I’m not sure if Jay Faerber was eager to participate in a crossover so early in his run, but he still works in a few decent ideas. Integrating the school with a new human student body opens the door to numerous story possibilities, making me wonder a) why no one’s done it before and b) why the concept was dismissed so quickly after Faerber’s exit. I’ll never understand the attitude that the X-teams shouldn’t be interacting with normal people. Isn’t this the entire point -- to train mutants to use their powers responsibly and be able to enter mainstream society? These titles have to be grounded in reality in order to work, so making the school a literal school and giving the team dozens of potential supporting cast members to interact with makes perfect sense.

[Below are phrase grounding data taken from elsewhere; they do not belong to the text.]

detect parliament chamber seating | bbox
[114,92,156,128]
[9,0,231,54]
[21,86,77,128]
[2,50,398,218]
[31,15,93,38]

Unfortunately, there’s no room to flesh out any of the new students this issue, but Faerber does find the space to split the team up into small groups and work in some characterization scenes. Husk is still angry at Chamber for brushing her off. Chamber doesn’t want to share the school with humans. Skin isn’t willing to believe all humans are bigots. M wants a tattoo to symbolize her ownership of her body. Synch is apparently the object of affection for M, Gaia, and Jubilee. Thankfully, the crossover material is simply used to justify the fight scenes, making this read like a standard Generation X issue that just happens to be concluded in X-Man.


wwk5d said...

This issue kind of sums up Faebers run. Lots of good ideas (some of which had potential but were never expanded upon), hit or miss plots, but lots of good, solid, character work. The run isn't a forgotten classic by any means, but the pluses do tend to outweigh the minuses.

ray swift said...

I find Faerber's gen X a solid read. His stories and plot are his strong attributes. He write teenagers better then Hama (which his run reminds me more of what Wholverine run would look like if it was goofy, and composed of slang-talking teenagers). But as for the characters, although he writes them as normal people, I didn't feel it's the same characters that Lobdel brought to the story. Like they share the same history but don't have the same personality anymore. It's only a lips service. Jubilee is not the same cheeky, quirky, sharp-tongued teenager anymore. M has a completely new personality (I know that she is retconed to be Penance, but still, it seems they try to treat her both as the old M and the new one simultaneously). Emma... All of the characters seems to me like a close call - but not a hit on the spot. It comes and goes. They also suffer from over exposition in their dialogue.
I can compare Faerber's style of writing to Louise Simonson from the 80's: They both aren't BAD writers, but it seems that when they writing the characters something is off, unhuman, over-exposition-like.

Still readable and enjoyable though. But I can't help it but feel: "this is not Gen X", while I read.